For two years, the Institute of Fundraising ran the fundraising management certificate with the Directory of Social Change, but this qualification came to an end last year when the institute launched a new learning academy.
The academy's launch coincided with the arrival of the IoF's new chief executive, Amanda McLean, who has now left the job. Shortly before taking up her role, she said that making fundraising more professional would be one of the institute's main aims under her watch. The academy offers several different strands of training, including a four-tiered fundraising qualification framework, with each level specifically tailored for different stages of a fundraiser's career.
The four tiers of qualifications now available are: the Introductory Certificate, the Certificate in Fundraising, the Diploma and the Advanced Diploma. The IoF is also running shorter courses that focus on specific skills such as major donor or corporate fundraising.
Paul Marvell, head of learning at the IoF, says that more fundraising job descriptions require IoF qualifications: "As the choice of candidates grows, this will become even more the case," he says.

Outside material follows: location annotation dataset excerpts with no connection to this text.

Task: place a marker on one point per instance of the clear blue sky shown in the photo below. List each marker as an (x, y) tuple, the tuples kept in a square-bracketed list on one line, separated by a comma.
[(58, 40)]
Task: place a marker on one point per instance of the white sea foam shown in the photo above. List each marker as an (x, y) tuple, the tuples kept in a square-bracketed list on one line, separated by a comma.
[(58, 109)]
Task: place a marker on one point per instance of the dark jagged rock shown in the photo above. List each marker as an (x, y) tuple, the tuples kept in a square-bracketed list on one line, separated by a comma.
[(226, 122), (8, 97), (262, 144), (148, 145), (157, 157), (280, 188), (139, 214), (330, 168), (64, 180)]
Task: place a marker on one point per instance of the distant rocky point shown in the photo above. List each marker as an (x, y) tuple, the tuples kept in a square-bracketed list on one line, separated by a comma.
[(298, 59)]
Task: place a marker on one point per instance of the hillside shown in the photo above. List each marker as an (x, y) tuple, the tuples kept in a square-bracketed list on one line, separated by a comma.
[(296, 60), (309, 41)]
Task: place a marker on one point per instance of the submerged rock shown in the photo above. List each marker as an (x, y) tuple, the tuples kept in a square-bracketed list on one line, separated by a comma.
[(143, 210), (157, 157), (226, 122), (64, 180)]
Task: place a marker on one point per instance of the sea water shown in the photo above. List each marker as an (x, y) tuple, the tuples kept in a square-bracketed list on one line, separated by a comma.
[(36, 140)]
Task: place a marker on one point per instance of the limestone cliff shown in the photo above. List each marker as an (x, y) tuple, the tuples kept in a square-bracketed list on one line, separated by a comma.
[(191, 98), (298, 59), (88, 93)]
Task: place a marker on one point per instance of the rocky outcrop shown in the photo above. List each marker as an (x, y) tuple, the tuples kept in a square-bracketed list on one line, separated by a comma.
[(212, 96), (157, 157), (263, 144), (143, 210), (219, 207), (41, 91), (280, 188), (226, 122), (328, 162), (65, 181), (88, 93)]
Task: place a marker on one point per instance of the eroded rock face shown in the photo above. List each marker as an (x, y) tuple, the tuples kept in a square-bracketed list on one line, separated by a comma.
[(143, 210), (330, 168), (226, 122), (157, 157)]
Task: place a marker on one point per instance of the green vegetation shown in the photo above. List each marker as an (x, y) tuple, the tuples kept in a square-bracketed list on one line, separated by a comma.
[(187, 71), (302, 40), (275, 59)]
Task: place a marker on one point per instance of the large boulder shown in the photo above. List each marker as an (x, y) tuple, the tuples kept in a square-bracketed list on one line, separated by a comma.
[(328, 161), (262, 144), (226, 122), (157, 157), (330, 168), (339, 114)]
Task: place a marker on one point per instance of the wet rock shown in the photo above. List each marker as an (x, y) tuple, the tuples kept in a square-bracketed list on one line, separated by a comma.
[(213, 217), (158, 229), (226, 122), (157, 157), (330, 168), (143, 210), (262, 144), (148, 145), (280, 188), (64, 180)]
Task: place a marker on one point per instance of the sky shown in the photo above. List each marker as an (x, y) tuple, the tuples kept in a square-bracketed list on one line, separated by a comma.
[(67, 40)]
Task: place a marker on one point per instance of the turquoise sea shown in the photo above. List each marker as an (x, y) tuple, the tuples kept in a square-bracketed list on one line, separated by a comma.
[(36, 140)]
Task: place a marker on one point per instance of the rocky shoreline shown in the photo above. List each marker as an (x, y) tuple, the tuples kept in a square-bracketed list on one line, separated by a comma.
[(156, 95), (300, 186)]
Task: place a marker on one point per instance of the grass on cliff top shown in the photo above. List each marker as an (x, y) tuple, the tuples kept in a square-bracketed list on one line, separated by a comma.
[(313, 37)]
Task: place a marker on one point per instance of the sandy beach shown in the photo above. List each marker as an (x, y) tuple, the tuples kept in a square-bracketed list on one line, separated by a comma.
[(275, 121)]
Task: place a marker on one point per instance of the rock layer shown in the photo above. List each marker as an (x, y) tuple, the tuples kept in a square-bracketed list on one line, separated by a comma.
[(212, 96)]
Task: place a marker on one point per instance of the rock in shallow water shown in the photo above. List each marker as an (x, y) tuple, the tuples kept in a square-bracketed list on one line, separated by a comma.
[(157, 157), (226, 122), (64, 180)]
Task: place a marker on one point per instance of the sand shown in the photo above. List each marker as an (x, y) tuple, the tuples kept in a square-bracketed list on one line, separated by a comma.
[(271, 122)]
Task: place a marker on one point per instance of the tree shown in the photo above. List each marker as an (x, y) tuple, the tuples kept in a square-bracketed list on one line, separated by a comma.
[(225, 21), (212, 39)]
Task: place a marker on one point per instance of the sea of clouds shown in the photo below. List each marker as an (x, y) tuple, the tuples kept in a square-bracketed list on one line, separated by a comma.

Kevin Webb, fundraising and project development officer at Voice for Disability, who recently gained the Certificate in Fundraising, says taking the course was an investment in his career. The qualification was so important to him that he paid for it himself and completed it during holiday time.
"I did the one-day Charities Aid Foundation courses last year - it is brilliant for getting practical ideas you can implement in the office the next day," he says. "The IoF course is more strategic."
Matthew Boyle, director of fundraising at the Roy Castle Lung Cancer Foundation, who recently took the IoF diploma, says the quality of the speakers, who included Stephen Pidgeon, chair of the fundraising and marketing agency Tangible, and Adrian Sargeant, professor of fundraising at Indiana University, was a major factor in attracting him to the course.
"That's what drew me to it instead of other courses," he says. "They are distinguished in the field and they really know about the subject matter."